Teimouri subsequently opened Sound Medical Technologies, a medical device leasing company, Body Beautiful Laser Medi-Spa, and five other related companies. All are owned by Teimouri and managed by her similarly entrepreneurial siblings.
Although Teimouri has faced challenges along the way, her approach is optimistic. “It’s not an option to fail,” she explained. “You keep going until you succeed; you just haven’t found the right way to do it yet.”
Shari Geldrich started as a stylist in a hair salon and then had a full career in business before opening Isle of You (say it out loud) Hair Color Studio. After years of success as a corporate trainer, Geldrich faced two rounds of downsizing and decided to go back to school rather than relocate for a new position with her employer.
After earning a marketing degree, Geldrich fell back on her original occupation. She opened a small salon to generate income while figuring out what to do next, and something unexpected happened. “I fell in love with doing hair again,” she said. “I realized how much I had missed the interaction with the clients.”
That salon proved just the beginning for Geldrich, who said taking steps to grow the business came intuitively. “The first big jumping off point was the move to a new studio. It doubled my overhead, and I hired new staff. Sometimes you just have to jump off the cliff,” she explained.
Five years in, she has built a client base that draws from well outside her salon in Lawrenceville, and she recently secured space for a second location to open in the Village at Pine in Wexford.
“I work with these amazing young people who are so talented. We have created a culture of support and teamwork. I want this business to be a place where staff has the best experience and the best outcome for them personally,” explained Geldrich.
Because her own experiences in corporate America were not always idyllic, Geldrich appreciates the autonomy that comes with being the boss. “Being able to define the experience I want my customers to have and being able to maintain my integrity are important to me,” she said.
“It’s not about why you can’t, but rather ‘How am I going to do it?’” she added. “Women tend to second guess themselves. We need to listen to the voice that says we can do it, the one that asks, ‘Why not me?’”
Jessica Graves founded Una Biologicals in 2007, after she realized that there was a gap in the availability of affordable organic skincare products. Graves had been making skincare items for friends and family in her kitchen in her spare time.
“I decided to open a business right as the market crashed,” Graves said. Consequently, she built her business slowly, selling products at farmers’ markets and allowing her customer base to grow as word spread.

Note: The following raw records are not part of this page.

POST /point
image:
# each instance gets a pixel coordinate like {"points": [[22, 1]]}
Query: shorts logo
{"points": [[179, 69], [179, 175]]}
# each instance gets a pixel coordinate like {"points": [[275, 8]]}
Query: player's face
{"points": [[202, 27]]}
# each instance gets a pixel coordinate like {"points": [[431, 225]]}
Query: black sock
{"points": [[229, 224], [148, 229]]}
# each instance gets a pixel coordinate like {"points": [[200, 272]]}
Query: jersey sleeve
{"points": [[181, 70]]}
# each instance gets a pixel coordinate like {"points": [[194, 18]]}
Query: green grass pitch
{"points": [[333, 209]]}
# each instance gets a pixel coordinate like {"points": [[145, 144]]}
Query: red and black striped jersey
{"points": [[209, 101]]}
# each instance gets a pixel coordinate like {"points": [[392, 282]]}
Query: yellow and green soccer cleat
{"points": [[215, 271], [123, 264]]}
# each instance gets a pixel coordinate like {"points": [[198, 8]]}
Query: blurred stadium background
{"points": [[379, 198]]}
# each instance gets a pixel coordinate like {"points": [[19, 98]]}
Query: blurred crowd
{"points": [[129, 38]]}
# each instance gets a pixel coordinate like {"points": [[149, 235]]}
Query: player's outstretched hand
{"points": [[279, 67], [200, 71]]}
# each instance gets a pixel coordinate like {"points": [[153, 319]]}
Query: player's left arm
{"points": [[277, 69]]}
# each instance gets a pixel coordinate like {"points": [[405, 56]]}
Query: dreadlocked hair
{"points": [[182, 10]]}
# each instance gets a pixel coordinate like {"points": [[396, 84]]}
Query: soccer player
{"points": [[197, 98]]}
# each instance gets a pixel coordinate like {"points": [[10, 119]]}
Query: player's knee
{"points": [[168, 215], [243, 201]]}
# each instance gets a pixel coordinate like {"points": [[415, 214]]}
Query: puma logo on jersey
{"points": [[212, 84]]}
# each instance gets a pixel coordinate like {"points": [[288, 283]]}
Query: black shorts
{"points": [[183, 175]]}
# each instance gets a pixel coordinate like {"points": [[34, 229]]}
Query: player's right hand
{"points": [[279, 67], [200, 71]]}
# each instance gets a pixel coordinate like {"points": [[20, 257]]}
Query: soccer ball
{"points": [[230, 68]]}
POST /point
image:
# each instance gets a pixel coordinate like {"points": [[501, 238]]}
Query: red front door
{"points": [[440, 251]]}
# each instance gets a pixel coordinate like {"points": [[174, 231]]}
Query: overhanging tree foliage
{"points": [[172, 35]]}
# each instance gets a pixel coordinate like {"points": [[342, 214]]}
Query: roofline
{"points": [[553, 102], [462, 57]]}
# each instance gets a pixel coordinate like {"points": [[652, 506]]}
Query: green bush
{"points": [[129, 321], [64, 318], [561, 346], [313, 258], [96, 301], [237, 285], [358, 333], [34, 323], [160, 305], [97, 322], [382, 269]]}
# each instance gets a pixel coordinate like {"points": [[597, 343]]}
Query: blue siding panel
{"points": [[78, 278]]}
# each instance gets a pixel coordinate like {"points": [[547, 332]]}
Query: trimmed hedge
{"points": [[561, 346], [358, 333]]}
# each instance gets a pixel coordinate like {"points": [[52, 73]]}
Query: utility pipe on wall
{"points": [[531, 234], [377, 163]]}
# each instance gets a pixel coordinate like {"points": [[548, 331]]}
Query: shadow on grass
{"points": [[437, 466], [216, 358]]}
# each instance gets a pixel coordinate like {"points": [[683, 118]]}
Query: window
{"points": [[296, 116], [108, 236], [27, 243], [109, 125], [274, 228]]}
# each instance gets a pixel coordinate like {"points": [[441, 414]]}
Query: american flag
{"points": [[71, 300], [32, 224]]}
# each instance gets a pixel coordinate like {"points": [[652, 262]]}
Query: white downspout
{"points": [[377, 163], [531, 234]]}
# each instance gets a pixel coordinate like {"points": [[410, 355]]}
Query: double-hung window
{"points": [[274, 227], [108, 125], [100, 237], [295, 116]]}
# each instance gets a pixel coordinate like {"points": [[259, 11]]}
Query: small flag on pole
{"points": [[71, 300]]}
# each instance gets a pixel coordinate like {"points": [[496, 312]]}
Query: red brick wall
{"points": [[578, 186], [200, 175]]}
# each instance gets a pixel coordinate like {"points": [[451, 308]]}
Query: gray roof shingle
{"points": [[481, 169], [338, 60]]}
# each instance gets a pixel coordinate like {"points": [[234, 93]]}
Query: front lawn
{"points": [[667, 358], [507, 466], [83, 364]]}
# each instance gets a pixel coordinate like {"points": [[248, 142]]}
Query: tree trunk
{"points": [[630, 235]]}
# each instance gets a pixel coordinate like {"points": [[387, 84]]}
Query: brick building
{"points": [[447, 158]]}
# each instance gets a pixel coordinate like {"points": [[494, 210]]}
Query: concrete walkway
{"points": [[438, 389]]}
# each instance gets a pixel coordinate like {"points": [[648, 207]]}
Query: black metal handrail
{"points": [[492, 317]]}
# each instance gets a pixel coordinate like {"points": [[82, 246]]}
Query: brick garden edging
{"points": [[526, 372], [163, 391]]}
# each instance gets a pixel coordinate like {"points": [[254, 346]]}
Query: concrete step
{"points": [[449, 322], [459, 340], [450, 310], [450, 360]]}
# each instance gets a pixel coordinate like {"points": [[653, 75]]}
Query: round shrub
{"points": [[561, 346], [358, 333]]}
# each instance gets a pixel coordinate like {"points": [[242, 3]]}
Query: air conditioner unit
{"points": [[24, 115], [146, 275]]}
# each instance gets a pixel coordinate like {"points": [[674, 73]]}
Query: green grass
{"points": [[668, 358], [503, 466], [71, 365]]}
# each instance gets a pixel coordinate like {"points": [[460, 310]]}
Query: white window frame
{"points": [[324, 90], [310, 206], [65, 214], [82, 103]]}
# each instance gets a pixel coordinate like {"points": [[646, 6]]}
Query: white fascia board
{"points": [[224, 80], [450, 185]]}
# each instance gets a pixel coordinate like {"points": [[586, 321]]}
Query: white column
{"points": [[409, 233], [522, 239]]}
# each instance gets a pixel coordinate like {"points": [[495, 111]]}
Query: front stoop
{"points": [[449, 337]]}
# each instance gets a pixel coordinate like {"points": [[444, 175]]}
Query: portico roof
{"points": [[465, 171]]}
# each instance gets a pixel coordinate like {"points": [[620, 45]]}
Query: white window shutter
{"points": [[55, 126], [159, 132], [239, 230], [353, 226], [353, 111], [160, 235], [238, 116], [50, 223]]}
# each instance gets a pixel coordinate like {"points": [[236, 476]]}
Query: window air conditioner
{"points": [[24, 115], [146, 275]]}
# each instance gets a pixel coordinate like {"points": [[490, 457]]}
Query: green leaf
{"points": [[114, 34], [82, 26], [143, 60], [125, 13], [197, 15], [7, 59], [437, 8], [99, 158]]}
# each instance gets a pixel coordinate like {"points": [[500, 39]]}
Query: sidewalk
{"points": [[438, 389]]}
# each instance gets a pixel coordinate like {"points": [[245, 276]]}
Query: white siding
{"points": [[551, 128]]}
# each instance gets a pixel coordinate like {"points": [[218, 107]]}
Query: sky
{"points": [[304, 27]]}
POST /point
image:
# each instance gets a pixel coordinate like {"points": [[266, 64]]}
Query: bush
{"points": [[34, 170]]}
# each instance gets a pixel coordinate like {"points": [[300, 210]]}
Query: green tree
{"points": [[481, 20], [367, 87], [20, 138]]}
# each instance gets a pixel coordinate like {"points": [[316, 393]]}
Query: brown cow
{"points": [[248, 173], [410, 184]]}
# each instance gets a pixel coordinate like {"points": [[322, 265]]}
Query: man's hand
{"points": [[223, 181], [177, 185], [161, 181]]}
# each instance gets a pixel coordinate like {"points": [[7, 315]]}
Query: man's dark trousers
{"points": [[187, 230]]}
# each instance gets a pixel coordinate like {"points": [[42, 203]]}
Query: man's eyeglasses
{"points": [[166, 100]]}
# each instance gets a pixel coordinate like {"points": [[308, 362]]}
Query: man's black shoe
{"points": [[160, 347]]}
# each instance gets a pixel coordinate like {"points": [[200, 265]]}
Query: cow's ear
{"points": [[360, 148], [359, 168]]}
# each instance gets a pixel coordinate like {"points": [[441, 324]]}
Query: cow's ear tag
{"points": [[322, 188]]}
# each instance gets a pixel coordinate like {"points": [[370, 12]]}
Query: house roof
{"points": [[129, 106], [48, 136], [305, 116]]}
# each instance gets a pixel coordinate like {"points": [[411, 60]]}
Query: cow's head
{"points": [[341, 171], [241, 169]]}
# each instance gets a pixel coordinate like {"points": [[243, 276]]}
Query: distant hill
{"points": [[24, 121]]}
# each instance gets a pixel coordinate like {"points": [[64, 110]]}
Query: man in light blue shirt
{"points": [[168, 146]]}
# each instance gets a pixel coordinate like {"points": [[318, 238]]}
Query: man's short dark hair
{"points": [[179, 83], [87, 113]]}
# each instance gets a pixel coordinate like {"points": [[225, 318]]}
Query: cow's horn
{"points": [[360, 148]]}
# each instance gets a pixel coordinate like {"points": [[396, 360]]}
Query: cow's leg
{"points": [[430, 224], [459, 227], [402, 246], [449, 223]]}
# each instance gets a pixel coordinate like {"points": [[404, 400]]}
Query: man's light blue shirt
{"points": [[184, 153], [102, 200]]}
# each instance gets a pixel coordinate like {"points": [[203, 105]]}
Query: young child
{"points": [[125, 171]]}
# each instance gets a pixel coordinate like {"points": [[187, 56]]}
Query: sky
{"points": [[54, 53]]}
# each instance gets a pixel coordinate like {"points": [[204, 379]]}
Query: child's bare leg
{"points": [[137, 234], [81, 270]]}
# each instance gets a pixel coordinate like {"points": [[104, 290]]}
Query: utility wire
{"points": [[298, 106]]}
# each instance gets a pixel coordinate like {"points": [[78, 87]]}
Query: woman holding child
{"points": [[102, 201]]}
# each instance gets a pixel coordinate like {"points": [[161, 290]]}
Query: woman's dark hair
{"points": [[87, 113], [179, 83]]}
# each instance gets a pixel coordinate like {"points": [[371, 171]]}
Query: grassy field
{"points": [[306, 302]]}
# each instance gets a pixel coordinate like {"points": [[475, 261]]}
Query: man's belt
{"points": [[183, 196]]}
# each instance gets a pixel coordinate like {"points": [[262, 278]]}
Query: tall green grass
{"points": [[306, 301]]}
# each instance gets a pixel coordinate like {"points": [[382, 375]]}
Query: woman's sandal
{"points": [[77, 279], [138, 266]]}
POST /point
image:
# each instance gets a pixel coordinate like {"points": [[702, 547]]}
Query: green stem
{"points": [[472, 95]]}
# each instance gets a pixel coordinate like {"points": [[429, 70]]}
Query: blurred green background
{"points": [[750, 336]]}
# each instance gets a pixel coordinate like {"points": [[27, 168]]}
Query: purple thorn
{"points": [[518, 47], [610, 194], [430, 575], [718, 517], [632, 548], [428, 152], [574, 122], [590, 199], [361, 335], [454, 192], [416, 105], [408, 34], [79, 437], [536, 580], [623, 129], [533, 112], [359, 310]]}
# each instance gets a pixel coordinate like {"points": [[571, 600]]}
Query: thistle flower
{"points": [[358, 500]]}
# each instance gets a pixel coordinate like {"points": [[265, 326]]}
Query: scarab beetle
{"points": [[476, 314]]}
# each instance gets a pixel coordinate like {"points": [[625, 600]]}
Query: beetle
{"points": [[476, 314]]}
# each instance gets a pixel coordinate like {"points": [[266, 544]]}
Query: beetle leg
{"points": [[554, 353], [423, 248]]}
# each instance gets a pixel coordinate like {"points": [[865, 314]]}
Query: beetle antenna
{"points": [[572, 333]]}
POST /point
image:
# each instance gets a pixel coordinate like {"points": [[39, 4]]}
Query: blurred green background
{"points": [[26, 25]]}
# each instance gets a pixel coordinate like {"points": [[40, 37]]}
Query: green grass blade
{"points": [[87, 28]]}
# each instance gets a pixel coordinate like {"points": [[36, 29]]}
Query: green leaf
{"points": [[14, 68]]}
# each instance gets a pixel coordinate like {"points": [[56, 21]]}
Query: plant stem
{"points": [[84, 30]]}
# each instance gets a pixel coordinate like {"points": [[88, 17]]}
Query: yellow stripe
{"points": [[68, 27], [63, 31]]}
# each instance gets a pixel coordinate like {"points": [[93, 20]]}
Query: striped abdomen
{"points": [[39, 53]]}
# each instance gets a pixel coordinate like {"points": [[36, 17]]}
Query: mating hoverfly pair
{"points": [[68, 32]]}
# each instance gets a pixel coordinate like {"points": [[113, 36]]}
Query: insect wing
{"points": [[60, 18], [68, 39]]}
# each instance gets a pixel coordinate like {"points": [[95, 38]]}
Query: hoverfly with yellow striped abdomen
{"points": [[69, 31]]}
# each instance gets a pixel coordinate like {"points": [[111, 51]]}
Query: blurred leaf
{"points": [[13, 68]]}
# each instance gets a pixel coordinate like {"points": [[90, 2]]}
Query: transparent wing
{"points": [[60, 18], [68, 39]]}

Graves kept her full-time job while working two to three farmers’ markets per week and selling in the Strip District every Saturday. The day her husband said that Una Biologicals was taking over the house was a turning point, and the decision to rent space for production required a new level of commitment to the business.
Four years after incorporation, Graves took a calculated risk and quit her job in order to handle the growing demands of Una Biologicals. Bringing on part-time staff in 2013 was another pivotal decision. “There is a lot of adversity, and some scary days,” said Graves. “My day often starts at 5 a.m. and ends at midnight, and you have to be doing something you’re really passionate about to make that work.”
Graves’ products are now available in stores across the country and online. She opened her first retail boutique in Lawrenceville in November and
believes that success depends on hard work and self-confidence. “You have to know in your heart that you deserve success. For women, that’s not always a given,” she explained. Her faith in herself has paid off.
“I get to live my passion,” said Graves. “That’s huge.”
Defying the odds, Nardini, Teimouri, Geldrich and Graves have developed thriving businesses. Why do these women succeed where countless men and women have not? Said Graves, “It’s a decision to keep smiling and keep hustling, no matter what.”